M. Anas Azza, président de l’Association « Origines Gnaoua Essaouira », a donné un aperçu sur son association et les missions qu’elle s’est fixées en vue de la préservation et de la promotion de l’art gnaoui dans son ensemble, insistant sur la nécessité d’encourager ce genre de rencontres et de débats destinés à mettre en lumière une partie de cette culture tombée en désuétude.

Tout en rappelant que Gnaoua est un style de vie et une philosophie, il a invité les jeunes à s’impliquer davantage dans tous les efforts visant d’abord à prendre connaissance du patrimoine existant y compris celui gnaoui, et de s’investir pleinement dans sa préservation car il y va de la préservation de l’identité nationale.

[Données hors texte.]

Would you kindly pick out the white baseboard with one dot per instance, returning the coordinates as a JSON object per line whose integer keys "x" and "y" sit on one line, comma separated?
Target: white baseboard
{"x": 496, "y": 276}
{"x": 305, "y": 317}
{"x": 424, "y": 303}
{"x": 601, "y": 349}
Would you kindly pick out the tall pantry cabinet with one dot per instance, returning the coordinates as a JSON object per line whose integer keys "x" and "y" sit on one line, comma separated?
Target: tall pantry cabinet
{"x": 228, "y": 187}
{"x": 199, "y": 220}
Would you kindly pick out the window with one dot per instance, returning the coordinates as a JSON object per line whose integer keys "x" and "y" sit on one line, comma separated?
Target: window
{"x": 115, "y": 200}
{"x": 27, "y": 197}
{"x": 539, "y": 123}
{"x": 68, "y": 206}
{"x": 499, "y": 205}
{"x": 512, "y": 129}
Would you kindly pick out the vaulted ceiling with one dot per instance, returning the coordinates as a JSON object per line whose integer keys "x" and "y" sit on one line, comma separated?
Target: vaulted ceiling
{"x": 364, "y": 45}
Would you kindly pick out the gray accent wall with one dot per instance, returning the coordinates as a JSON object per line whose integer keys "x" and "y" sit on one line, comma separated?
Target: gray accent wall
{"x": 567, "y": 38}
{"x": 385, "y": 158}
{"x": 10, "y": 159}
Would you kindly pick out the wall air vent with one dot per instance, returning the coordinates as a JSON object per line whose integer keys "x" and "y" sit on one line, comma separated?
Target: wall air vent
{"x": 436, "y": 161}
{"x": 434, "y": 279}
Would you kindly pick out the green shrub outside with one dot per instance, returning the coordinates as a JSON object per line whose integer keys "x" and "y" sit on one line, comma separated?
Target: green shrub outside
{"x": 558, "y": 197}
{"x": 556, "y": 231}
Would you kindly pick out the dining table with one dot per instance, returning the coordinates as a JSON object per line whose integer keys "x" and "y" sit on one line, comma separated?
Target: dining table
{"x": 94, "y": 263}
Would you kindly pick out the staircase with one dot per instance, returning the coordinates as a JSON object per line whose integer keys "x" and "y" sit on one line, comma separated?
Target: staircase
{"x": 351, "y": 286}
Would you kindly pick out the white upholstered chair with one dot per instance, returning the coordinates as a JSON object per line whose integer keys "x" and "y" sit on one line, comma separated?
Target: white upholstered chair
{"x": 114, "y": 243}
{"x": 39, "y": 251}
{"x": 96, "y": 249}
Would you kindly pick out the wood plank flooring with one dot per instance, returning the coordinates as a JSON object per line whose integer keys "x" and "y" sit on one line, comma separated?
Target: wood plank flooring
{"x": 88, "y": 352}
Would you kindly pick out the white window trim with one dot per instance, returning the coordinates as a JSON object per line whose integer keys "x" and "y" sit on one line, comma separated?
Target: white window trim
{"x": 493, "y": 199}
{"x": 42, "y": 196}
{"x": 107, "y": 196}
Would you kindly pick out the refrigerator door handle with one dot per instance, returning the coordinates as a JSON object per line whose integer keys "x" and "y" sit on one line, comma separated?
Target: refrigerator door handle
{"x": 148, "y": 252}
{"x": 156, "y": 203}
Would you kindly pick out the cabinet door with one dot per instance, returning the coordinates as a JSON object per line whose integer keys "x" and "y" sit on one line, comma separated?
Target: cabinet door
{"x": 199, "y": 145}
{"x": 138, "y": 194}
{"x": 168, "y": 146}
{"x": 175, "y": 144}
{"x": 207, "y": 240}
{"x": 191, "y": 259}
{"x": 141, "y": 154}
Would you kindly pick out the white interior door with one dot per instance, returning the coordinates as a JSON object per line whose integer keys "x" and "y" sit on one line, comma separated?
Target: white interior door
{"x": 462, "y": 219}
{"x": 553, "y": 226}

M. Azza a estimé qu’un effort intellectuel considérable doit être consenti pour assurer une transmission « fiable » de ce patrimoine aux prochaines générations.

Baptisé  »Forum Patrimoine et Coexistence », cette rencontre coïncide avec la célébration à Essaouira, par la communauté marocaine de confession juive d’ici et d’ailleurs, de la Hiloula de Rabbi Haïm Pinto.

Dans l’esprit de l’association « Origines Gnaoua Essaouira », telle que fondée sur le désir de développer des liens de fraternité et de convivialité entre différentes cultures et religions, il a été décidé de commémorer, samedi soir une « Nuit Gnaouie » intégrant les rituels gnaouis juifs (des esprits sabatiens).